Attorney Gregorio R. López, who represents Alaniz, filed a motion to resign on March 9. The jury selection is temporarily scheduled for May 4.

“I’m concerned that this case goes to trial in May and is an old case – actually, it’s one of the oldest active cases in court filing, and I want to give it a try,” said US District Judge Randy Crane, who heard the hearing on the motion on Monday morning. So I hesitate to let anyone back up here at 11 o’clock.

The motion to resign, apparently the result of a discussion between Alaniz and López over money.

See also  Privatising The Court Process In Family Law

Alaniz paid Lopez $ 2,500 in November 2019. With the trial scheduled to begin in May, they had a follow-up conversation about the costs.

“I told Mr. Alaniz that if he wanted to go to trial, and he showed me that yes, he had told him that it was a multi-defendant case,” Lopez said. “And what kind of time commitment is needed.”

Along with Alaniz, the jury indicted Fito Salinas, Frances Salinas and Sylvia Garces Valdez, a former public relations consultant for the city of La Joya.
Alaniz works for Frances Salinas at the La Joya Housing Authority, according to the indictment. Frances Salinas also appointed Alaniz a general contractor on a project funded by La Joya EDC.

They worked together to solicit bribes from subcontractors, according to the indictment. In an attempt to conceal the bribe, Alaniz asked the subcontractors to raise their bills.

The four defendants have pleaded not guilty.

“From what people have told me, I expect at least one, maybe two, to defend this case, leaving only two,” Crane said, then added, “Leaving Mr.

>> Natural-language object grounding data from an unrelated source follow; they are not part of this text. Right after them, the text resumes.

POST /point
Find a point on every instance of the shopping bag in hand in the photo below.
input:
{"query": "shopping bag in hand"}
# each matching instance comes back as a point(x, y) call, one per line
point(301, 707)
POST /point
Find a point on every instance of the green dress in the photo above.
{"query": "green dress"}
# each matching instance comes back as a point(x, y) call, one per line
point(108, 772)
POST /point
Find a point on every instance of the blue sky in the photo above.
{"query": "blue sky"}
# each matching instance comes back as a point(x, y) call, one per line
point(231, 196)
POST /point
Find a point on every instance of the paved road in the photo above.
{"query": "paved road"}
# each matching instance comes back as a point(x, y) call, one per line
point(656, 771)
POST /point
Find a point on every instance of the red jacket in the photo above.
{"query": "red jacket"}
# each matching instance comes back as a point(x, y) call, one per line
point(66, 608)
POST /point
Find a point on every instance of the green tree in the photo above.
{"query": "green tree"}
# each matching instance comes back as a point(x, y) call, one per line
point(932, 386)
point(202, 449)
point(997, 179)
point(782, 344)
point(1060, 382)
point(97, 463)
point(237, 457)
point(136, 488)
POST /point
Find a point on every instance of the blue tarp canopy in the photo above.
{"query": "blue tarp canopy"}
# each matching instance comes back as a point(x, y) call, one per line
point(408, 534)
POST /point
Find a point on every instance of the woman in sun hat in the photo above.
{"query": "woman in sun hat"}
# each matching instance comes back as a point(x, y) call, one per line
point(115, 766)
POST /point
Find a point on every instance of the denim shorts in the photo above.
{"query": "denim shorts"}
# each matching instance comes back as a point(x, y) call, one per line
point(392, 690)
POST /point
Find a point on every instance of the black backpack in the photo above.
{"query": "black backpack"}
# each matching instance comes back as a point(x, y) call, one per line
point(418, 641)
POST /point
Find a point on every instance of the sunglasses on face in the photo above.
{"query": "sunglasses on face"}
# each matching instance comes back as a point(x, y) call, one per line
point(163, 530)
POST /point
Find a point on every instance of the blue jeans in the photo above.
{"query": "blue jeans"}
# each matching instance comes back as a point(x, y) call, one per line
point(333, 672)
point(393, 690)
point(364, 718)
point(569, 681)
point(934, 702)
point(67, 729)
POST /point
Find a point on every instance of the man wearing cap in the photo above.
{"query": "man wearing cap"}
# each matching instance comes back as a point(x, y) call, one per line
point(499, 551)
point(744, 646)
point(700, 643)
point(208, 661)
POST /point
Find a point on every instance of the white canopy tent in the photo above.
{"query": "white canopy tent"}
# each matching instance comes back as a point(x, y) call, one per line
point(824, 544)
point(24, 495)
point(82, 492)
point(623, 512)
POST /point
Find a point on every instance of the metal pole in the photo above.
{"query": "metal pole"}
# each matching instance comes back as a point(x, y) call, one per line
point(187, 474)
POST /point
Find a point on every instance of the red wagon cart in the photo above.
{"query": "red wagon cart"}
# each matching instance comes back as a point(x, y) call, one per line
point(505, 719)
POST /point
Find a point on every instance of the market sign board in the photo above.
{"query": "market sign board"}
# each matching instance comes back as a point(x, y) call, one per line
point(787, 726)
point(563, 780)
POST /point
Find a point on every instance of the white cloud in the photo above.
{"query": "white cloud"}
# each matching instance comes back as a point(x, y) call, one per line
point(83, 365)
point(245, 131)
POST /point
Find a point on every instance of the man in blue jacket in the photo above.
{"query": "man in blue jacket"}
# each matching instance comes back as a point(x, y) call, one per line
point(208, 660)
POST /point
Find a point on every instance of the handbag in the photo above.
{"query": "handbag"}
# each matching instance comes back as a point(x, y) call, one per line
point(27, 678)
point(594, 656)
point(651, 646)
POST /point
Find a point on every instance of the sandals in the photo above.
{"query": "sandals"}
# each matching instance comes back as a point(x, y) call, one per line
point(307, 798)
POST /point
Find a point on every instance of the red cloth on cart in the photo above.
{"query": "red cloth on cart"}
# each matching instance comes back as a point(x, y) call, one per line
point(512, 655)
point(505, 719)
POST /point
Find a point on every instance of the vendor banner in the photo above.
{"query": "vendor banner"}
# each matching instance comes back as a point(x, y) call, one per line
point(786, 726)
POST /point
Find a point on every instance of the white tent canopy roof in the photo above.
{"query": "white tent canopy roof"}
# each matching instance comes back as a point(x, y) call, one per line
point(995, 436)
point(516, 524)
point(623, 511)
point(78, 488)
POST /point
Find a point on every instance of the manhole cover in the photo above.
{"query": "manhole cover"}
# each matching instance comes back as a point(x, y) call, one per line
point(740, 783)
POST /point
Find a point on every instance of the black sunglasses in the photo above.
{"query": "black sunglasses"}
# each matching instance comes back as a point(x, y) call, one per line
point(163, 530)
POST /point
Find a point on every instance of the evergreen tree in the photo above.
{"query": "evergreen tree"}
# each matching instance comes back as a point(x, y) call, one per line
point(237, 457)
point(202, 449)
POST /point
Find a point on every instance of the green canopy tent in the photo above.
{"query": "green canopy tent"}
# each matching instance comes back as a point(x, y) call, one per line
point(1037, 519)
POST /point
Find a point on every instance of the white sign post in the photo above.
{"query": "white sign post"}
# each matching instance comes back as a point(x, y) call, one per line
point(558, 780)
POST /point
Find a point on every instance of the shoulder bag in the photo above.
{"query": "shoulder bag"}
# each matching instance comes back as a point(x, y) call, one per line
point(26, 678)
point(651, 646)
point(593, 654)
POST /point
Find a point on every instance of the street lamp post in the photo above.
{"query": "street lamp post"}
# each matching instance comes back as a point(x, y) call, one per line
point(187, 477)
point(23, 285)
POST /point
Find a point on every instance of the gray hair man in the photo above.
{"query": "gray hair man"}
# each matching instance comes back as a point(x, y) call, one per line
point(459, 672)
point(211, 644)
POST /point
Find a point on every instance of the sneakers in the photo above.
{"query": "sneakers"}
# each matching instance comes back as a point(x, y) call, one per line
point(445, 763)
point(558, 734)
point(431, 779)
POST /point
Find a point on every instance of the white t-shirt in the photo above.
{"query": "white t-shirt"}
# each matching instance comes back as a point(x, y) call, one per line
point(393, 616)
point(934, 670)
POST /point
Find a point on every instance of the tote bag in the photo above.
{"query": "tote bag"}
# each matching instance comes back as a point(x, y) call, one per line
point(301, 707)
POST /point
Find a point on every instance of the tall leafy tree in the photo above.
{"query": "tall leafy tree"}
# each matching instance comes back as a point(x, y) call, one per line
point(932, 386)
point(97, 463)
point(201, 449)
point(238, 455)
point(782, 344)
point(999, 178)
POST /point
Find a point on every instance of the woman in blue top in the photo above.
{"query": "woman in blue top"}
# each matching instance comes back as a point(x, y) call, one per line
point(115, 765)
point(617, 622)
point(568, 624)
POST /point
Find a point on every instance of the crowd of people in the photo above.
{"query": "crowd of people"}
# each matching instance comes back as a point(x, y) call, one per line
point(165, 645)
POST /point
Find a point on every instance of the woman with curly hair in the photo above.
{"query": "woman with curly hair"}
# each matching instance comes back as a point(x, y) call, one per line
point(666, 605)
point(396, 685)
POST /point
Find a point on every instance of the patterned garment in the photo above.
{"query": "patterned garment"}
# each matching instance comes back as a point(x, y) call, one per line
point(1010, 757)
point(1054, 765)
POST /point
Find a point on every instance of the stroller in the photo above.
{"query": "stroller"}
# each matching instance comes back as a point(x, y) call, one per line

Alaniz and the others, the former mayor, I thought , to go to court. “

See also  Court’s definition of ‘intent’ prejudiced murder defendant 

Assistant US Attorney Sarina S. DiPiazza explained that she anticipates a trial that will soon take about two weeks.

The two-week trial soon became an important time commitment for López, who represented Alaniz. After discussing the costs, López filed a motion to resign.

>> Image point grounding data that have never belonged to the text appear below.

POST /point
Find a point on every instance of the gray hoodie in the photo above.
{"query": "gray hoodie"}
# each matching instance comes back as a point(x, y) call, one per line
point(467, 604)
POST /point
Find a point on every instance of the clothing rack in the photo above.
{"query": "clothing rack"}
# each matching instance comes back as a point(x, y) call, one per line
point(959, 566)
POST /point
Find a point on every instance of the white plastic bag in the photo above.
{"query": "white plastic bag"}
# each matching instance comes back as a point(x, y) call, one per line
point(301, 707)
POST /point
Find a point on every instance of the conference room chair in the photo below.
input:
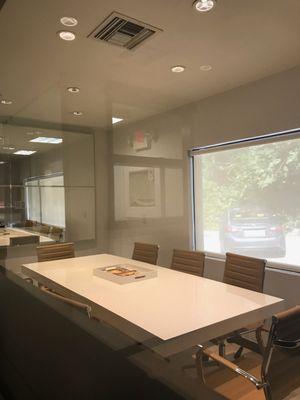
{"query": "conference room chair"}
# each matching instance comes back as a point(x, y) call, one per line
point(44, 229)
point(23, 240)
point(190, 262)
point(280, 368)
point(28, 223)
point(57, 251)
point(54, 252)
point(56, 233)
point(247, 273)
point(145, 252)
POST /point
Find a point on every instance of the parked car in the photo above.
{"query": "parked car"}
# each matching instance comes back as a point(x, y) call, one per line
point(252, 231)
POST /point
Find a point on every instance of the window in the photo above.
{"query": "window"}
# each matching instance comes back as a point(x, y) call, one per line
point(247, 199)
point(45, 200)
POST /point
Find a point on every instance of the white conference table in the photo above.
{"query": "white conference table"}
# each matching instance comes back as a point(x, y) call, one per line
point(169, 313)
point(7, 233)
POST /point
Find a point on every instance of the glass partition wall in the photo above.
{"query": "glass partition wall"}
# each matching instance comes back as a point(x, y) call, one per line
point(47, 182)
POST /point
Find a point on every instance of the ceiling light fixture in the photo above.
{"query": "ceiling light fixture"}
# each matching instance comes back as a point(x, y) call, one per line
point(73, 89)
point(8, 148)
point(178, 68)
point(204, 5)
point(24, 152)
point(206, 68)
point(6, 102)
point(67, 35)
point(69, 21)
point(115, 120)
point(43, 139)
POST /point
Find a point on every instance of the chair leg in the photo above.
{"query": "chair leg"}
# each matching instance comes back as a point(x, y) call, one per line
point(267, 391)
point(238, 353)
point(222, 348)
point(258, 334)
point(199, 365)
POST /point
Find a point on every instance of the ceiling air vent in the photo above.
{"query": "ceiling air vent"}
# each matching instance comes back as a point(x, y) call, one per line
point(2, 3)
point(123, 31)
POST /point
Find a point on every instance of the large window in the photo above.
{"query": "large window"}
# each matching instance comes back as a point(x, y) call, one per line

“And I think what you need to hear now, judge, is whether you qualify immediately to become a public defender or attorney at the government’s expense or not,” Lopez said.

Alaniz explained that he is currently unemployed and is trying to support his elderly parents.

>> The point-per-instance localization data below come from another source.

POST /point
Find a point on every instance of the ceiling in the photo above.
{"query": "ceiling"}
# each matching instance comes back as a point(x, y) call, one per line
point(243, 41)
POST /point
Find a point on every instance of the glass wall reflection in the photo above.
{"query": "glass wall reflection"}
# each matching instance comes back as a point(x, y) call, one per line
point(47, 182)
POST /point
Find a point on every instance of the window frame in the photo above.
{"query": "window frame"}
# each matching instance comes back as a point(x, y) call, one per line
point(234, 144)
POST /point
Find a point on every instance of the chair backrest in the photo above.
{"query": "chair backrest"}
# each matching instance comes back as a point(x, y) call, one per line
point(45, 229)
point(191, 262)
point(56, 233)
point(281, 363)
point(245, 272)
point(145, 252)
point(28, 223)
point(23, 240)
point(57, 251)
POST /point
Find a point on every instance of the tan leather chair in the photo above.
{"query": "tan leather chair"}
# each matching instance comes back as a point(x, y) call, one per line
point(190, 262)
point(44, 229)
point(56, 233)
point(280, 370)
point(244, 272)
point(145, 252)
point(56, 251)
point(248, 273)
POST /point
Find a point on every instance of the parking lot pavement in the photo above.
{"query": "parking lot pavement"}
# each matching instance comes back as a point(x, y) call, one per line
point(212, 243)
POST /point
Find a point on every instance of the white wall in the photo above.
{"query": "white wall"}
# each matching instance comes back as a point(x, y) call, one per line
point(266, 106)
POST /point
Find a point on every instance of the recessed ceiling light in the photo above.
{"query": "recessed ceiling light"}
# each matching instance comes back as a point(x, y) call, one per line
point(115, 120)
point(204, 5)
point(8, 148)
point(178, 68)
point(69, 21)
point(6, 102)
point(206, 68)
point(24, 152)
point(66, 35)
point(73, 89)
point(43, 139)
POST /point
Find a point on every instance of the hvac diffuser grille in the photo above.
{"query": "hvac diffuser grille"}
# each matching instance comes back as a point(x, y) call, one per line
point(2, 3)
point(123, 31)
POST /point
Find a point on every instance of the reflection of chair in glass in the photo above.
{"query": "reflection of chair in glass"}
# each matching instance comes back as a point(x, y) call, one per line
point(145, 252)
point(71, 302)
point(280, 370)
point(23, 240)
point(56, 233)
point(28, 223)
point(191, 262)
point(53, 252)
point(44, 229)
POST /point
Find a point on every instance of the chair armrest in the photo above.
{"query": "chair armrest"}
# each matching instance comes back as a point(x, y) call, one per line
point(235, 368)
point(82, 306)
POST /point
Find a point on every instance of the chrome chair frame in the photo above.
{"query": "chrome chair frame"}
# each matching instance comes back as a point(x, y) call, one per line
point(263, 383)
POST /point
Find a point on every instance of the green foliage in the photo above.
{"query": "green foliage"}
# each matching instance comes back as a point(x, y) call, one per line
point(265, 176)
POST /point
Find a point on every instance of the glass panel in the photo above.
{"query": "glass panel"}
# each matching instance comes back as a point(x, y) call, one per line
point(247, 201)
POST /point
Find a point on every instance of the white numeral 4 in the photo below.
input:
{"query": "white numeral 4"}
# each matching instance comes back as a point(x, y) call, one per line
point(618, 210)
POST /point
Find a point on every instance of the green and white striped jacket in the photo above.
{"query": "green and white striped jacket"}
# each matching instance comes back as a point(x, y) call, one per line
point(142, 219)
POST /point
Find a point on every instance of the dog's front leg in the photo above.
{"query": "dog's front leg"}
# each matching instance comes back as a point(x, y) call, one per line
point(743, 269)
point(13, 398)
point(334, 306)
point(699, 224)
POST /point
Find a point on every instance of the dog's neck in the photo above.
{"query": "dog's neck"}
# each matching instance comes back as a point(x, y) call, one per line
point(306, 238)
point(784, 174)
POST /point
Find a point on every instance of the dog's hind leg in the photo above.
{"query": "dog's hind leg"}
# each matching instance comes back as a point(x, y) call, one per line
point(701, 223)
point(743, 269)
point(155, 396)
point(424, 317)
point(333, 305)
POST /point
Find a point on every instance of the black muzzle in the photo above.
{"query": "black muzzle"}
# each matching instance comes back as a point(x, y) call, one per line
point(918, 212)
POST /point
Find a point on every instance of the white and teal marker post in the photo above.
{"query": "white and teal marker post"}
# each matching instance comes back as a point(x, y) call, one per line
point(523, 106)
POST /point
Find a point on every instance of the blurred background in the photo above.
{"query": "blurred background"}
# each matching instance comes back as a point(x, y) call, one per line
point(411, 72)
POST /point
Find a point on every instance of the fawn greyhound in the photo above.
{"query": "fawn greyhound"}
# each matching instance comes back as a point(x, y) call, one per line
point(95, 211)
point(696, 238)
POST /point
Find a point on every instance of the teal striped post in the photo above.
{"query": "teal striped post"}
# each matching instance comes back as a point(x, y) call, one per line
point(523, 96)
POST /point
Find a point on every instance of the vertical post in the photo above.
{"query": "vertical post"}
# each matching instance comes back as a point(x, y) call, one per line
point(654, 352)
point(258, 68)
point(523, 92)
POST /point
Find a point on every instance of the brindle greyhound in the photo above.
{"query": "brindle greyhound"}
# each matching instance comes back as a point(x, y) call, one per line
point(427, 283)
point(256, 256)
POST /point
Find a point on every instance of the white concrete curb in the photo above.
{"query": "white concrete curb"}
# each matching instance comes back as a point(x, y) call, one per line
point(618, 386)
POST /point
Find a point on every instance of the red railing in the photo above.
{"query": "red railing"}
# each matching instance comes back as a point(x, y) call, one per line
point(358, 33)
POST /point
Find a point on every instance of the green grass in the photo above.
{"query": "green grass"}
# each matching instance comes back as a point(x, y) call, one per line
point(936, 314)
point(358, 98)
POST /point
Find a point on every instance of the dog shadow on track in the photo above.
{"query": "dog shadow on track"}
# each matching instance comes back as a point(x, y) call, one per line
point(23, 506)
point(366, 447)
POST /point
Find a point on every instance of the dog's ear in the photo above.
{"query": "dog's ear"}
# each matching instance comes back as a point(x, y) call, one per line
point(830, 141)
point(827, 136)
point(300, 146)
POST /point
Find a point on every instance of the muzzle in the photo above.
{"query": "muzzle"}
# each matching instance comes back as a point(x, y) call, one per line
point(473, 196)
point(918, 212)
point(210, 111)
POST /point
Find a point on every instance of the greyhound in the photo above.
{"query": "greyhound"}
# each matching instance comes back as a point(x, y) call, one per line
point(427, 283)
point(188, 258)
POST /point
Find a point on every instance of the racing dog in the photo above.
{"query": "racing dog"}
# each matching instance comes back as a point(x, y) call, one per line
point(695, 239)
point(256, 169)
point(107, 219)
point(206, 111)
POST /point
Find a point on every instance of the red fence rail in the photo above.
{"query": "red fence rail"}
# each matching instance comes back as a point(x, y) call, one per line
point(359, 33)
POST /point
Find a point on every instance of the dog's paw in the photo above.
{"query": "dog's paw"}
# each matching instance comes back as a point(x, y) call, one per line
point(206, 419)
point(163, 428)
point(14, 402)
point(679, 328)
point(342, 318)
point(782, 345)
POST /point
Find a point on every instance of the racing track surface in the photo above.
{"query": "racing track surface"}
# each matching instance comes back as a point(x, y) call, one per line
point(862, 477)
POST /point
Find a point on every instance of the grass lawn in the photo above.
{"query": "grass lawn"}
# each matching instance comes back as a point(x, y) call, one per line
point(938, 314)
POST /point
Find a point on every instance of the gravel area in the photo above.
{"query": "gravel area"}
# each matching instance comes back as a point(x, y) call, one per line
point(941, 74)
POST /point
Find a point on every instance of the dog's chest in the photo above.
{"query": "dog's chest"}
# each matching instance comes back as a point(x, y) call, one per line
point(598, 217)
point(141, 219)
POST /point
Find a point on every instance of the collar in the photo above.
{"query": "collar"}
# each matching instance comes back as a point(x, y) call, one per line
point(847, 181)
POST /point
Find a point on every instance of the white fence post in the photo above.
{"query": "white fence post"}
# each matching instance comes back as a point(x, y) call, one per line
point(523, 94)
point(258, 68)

“They are disabled,” said Alaniz, “and I live with them here in their house.”

The documents delivered to the court show that Alaniz collected the unemployed and owned a piece of land in La Joya, where he is building a house. Alaniz is required to pay child support and also to make the truck payments.

“He’s probably having cash flow problems because he has multiple payments,” Crane said. “But he has significant assets.”

See also  Suit against DSS over failure to report abuse can move ahead  

Crane suggests that Alaniz sell the truck and consider borrowing money from family members to pay for his attorney.

“Mr. Alaniz, again, if he doesn’t qualify for a designated attorney, he will have to hire another attorney,” Crane said.

Alaniz explained that he immediately tried to collect the money. Crane scheduled a follow-up hearing for April 5.

“I want you to try harder. You seem to have made no effort, no sincere effort, recently, “Crane said.” So look what.